Judul Buku : Cara Quran Membebaskan Perempuan
Penulis : Asma Barlas
Penerbit : Serambi, Jakarta
Volume : 388 hlm
Cetakan : I, Rabiulawal/Mei 2005
’Pembebasan perempuan’ menjadi menarik, ketika piranti yang digunakannya adalah nilai-nilai yang diangkat dari Al-Qur’an. Karena selama ini, telah banyak analisis yang menyimpulkan bahwa penafsiran atas ayat Al-Quran telah membentuk mainstream kaum muslim yang tidak ramah terhadap perempuan dan membeku dalam teks-teks keagamaan. Sehingga dalam batas tertentu telah membelenggu kebebasan kaum hawa.
Lewat buku ini, Asma Barlas mencoba menjernihkan masalah di atas dengan dua pertanyaan; (1) apakah Al-Quran mengajarkan atau menoleransi ketidaksetaraan dan penindasan jender? dan (2) apakah Al-Quran memperkenankan dan mendukung pembebasan perempuan?
Dengan menggunakan metodologi interpretasi (hermeneutik) yang disarikan dari Al-Quran dan pendekatan sejarah, didapatkan jawaban; yang pertama adalah ’tidak’ dan yang kedua adalah ’ya’. Epistemologi Al-Quran bagi Barlas, secara inhern anti patriarkhi, dan ia memperkenankan kita meneorikan kesetaraan jender secara radikal.
Buku ini boleh dikatakan sebagai kritik terhadap penindasan yang berkedok seksual/teksual dalam masyarakat Islam. Atau upaya kecil untuk memperbaiki apa yang disebut oleh Leila Ahmed sebagai ’egaliter Islam’ dan menempatkannya sebagai suara tandingan yang sah bagi ’suara Islam otoriter’ yang sering kita dengar belakangan ini.
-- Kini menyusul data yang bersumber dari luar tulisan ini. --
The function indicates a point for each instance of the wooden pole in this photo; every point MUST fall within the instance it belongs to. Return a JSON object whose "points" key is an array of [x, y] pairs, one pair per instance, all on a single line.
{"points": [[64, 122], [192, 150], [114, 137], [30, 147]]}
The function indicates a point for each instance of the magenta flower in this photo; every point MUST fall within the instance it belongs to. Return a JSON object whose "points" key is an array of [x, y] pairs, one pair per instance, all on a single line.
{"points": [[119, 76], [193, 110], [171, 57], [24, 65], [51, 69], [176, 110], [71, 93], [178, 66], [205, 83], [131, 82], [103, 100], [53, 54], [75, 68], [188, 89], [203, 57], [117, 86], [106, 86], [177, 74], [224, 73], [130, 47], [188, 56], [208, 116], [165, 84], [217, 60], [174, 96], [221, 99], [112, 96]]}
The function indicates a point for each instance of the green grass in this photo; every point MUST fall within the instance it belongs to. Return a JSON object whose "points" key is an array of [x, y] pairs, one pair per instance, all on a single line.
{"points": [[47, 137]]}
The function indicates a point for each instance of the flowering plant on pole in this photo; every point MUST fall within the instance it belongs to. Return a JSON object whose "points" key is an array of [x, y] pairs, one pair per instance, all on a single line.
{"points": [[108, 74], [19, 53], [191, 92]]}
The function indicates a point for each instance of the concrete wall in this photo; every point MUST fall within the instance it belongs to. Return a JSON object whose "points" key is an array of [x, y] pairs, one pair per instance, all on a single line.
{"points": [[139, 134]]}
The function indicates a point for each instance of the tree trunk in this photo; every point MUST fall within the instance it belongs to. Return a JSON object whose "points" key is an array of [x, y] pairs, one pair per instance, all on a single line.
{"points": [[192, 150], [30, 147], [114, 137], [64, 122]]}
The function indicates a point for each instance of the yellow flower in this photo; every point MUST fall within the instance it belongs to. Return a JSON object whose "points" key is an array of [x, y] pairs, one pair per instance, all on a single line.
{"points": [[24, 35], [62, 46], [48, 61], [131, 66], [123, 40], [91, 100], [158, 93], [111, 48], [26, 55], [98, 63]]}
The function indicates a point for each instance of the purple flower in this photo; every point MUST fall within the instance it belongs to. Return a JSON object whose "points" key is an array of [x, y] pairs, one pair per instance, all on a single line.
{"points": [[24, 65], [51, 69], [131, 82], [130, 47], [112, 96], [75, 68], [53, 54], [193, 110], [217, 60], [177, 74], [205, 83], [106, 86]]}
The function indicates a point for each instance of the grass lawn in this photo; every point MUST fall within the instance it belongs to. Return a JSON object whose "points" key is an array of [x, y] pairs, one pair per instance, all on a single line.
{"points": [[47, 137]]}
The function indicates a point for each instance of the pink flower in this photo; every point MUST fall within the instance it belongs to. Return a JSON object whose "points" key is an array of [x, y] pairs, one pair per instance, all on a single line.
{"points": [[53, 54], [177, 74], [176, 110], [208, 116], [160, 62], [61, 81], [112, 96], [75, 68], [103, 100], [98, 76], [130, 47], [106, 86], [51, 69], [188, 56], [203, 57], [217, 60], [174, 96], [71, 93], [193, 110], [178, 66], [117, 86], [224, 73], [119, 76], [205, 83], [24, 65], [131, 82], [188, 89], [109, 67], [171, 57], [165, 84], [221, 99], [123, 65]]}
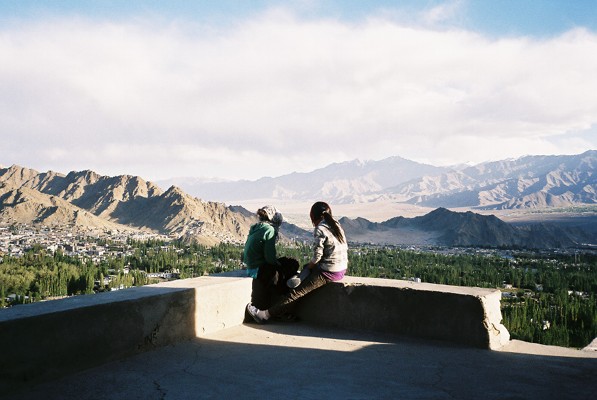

Selanjutnya, buku ini diisi dua bagian. Bagian I (h. 83-180) terdiri dari bab 2 dan bab 3, yang secara bersama-sama menganalisis karakteristik teks, tekstualitas, dan inter/ekstra tekstualitas dalam wacana keagamaan muslim. Adapun bagian II berisi bab 4 – bab 6 (181-350).
Bab 2 merinci teks-teks keagamaan Islam kaitannya dengan praktek (metode) interpretasi tertentu dan konseptualisasi yang berbeda dengan hubungan di antara teks, masa, dan metode. Dibahas juga pandangan yang berbeda tentang masa yang suci dan yang duniawi, serta eksesnya dalam membentuk pemahaman atas ajaran Al-Quran.
Bab 3 berisi penelusuran atas tekstualitas dengan analisis seputar hubungan dalam, dan di antara teks (intertekstualitas) di satu sisi, peran berbagai konteks, dan ekstra tekstual (negara, hukum, dan tradisi) dalam pembentukan wacana keagamaan muslim pada sisi lain. Karenanya dapat ditemukan difinisi kitab hukum (canon) dan definisi ilmu pengetahuan sendiri kaitannya dalam membentuk penafsiran ayat Al-Quran. Begitu juga analisis atas peran negara dan komunitas interpretasi pada tahap awal sejarah Islam dalam pembentukan metode, makna, dan pengalaman.
Komunitas interpretasi tersebut telah mengaitkan praktek penafsirannya dengan praktek penafsiran nabi, yang pada gilirannya menempatkan penafsiran itu lebih tinggi dari wahyu sebagai sebuah metode yang telah menutup perbincangan tentang bagaimana kaum muslim dapat membaca Al-Quran ’secara benar’ dewasa ini. Metode penafsiran ini telah menggantikan wacana ilahi, menafikan konsep polisemi kitab suci, menghalangi perkembangan penafsiran baru, dan menutup kemunitas pembaca baru (terutama perempuan) untuk mengakses Al-Quran.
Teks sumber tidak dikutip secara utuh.